Civil rights groups across the EU and U.S. have also raised the alarm and are preparing civil actions, against Twitter and other social media platforms. This is the sticky wicket for Musk and other social media platforms to navigate. He has indicated that Twitter will be in compliance, but one can imagine, it may not be a straightforward shift for Musk and Twitter. The coming clash will have knock-on effects for all social media platforms.

While we can’t possibly know the real inner goings on at Twitter, although there’s a lot of speculation, the company hasn’t completely trashed it’s moderation team and policies. Although he pushes the limits with regards to regulatory compliance, sometimes stepping over, Musk will have Twitter in compliance.

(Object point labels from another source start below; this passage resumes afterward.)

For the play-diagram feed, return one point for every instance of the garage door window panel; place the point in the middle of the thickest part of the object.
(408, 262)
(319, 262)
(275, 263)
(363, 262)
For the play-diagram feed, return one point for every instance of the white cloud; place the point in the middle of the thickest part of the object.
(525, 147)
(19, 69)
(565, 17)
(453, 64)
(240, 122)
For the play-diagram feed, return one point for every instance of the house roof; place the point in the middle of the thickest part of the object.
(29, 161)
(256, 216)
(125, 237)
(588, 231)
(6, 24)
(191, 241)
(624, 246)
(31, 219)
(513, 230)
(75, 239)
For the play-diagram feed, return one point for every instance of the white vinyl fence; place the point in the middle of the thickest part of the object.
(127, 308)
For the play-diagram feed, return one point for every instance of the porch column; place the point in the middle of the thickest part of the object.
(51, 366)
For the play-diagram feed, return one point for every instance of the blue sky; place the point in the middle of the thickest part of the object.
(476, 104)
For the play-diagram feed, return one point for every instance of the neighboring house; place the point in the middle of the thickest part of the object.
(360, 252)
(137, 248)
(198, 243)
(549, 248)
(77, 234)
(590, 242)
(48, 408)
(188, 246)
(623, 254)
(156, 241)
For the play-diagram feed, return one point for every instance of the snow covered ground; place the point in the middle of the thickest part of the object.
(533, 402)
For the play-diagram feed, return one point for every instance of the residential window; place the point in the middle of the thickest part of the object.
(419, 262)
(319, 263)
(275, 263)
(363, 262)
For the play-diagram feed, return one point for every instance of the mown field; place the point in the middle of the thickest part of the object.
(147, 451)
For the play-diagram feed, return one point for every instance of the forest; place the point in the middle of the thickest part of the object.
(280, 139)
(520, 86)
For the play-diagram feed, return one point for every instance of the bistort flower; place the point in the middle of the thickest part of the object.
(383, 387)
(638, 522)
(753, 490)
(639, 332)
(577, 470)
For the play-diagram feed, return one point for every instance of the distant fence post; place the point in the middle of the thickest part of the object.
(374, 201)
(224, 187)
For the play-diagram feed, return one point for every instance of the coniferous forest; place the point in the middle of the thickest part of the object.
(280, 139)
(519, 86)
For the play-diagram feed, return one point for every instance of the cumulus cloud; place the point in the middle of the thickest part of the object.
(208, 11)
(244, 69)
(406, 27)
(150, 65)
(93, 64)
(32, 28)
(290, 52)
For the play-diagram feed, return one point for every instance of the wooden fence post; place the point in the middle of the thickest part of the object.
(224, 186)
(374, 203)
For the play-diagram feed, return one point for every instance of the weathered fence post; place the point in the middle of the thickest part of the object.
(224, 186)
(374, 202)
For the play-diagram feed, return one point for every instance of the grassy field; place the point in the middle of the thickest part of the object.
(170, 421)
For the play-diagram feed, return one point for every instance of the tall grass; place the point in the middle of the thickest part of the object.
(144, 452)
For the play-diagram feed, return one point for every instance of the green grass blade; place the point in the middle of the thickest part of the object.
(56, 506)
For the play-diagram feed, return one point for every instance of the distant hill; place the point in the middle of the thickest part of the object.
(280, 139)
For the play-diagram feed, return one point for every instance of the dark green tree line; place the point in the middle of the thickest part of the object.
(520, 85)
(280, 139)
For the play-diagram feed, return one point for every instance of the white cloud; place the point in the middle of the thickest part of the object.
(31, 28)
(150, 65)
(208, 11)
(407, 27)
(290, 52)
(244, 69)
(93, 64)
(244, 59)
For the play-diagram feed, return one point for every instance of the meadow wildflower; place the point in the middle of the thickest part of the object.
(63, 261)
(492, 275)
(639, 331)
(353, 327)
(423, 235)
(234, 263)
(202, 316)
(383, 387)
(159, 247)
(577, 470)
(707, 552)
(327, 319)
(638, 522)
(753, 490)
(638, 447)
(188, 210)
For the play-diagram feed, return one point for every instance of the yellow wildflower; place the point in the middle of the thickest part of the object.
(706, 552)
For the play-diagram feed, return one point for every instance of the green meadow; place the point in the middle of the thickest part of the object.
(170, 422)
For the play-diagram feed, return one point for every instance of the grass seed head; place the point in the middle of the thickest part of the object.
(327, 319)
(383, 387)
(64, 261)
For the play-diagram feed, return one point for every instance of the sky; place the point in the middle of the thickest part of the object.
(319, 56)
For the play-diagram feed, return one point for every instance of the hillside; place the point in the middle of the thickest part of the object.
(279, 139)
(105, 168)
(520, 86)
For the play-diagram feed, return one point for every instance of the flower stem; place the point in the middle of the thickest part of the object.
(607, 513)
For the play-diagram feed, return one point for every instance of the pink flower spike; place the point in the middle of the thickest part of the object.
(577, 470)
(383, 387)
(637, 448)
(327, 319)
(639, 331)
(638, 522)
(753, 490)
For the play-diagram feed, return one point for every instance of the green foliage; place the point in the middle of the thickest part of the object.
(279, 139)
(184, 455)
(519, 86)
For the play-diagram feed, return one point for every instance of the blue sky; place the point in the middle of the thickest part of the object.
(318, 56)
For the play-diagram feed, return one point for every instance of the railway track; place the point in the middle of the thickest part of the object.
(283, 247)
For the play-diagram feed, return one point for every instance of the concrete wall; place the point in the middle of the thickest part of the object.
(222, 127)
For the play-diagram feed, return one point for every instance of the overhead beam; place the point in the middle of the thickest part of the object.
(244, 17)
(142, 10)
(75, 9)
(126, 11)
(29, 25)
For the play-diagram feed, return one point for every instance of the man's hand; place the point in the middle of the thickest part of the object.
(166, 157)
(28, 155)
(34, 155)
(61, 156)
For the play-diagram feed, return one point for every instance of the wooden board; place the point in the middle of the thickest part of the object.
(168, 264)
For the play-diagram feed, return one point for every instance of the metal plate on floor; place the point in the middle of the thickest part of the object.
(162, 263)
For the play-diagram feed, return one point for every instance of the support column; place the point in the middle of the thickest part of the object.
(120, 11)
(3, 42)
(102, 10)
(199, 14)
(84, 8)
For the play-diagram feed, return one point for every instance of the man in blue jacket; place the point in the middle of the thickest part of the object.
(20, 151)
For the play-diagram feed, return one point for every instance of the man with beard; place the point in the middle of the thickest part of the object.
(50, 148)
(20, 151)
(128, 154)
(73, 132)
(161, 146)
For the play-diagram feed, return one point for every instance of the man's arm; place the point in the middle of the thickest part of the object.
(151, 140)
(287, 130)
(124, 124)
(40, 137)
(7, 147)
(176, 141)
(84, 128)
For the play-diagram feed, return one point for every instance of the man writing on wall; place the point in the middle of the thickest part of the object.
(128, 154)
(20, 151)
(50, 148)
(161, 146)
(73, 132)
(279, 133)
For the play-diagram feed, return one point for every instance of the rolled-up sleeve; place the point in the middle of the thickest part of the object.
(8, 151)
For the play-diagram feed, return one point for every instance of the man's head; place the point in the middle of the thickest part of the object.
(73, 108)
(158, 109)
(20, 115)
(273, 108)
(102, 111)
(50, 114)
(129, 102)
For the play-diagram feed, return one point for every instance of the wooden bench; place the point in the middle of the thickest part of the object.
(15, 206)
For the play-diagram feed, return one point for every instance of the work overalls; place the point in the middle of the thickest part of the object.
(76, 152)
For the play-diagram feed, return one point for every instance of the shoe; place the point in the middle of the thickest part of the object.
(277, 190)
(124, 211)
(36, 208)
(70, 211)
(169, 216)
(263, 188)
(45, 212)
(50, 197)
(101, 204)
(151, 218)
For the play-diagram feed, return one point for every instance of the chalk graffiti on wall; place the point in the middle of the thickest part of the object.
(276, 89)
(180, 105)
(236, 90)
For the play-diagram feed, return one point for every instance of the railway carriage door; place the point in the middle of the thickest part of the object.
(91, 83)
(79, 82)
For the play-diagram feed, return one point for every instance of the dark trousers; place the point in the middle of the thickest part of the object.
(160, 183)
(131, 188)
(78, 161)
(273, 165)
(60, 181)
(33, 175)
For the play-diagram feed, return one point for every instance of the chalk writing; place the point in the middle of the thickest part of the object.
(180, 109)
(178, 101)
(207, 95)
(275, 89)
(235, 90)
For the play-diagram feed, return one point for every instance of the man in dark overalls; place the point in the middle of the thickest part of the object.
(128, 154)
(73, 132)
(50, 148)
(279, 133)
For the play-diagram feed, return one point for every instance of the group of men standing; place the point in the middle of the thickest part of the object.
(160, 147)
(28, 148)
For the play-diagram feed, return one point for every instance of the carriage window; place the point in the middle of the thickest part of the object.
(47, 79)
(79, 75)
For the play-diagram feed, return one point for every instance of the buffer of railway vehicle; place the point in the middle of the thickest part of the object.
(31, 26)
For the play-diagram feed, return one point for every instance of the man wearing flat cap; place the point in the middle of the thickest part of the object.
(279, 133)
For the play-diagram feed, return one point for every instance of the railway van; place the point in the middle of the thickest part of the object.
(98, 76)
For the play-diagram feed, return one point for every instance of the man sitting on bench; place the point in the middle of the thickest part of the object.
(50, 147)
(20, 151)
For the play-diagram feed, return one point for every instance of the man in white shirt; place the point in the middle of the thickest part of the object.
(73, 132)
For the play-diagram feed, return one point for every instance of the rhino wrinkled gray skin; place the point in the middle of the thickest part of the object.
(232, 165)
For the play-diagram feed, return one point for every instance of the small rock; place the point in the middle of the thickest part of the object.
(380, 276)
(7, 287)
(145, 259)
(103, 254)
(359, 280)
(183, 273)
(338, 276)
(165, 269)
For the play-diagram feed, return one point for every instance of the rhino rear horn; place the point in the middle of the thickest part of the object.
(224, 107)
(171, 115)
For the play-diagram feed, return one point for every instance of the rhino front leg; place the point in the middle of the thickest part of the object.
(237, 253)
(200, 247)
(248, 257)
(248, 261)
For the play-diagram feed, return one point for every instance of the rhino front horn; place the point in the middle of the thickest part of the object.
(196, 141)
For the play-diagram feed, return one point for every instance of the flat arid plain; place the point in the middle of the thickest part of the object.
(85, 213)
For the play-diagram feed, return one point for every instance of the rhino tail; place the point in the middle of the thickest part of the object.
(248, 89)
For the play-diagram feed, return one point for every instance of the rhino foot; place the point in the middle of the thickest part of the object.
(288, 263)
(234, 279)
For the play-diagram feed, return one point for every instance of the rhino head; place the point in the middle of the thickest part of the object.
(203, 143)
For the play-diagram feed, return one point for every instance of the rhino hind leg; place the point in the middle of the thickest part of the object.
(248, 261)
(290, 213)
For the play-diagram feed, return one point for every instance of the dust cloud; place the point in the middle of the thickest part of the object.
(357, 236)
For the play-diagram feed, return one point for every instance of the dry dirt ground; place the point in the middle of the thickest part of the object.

Or pick a legal battle.

The indicators are suggesting that we’ve reached a tipping point now when it comes to social media and civil society. We have a much better understanding now of where it’s good and where it’s bad. Society, through cultural normalisations, is defining what is and isn’t acceptable. The general public and activist groups are pushing their issues to politicians in democracies loud enough that it’s starting to outweigh the influence of lobbyists.

Operating a social media platform today, especially one at scale like Twitter or Facebook. Even Zuckerberg stated recently that running Facebook is like taking a gut punch every morning. It is easy, when on the outside, to criticise and ridicule. But social media companies are incredibly complex to run (that’s for another post.) They go beyond just the technology to dealing with complex legal and regulatory issues and sociocultural complexities. Musk is an engineer and unequipped to deal with these particular issues. But he’s good at putting the right people in place and perhaps he can do that. Time will tell.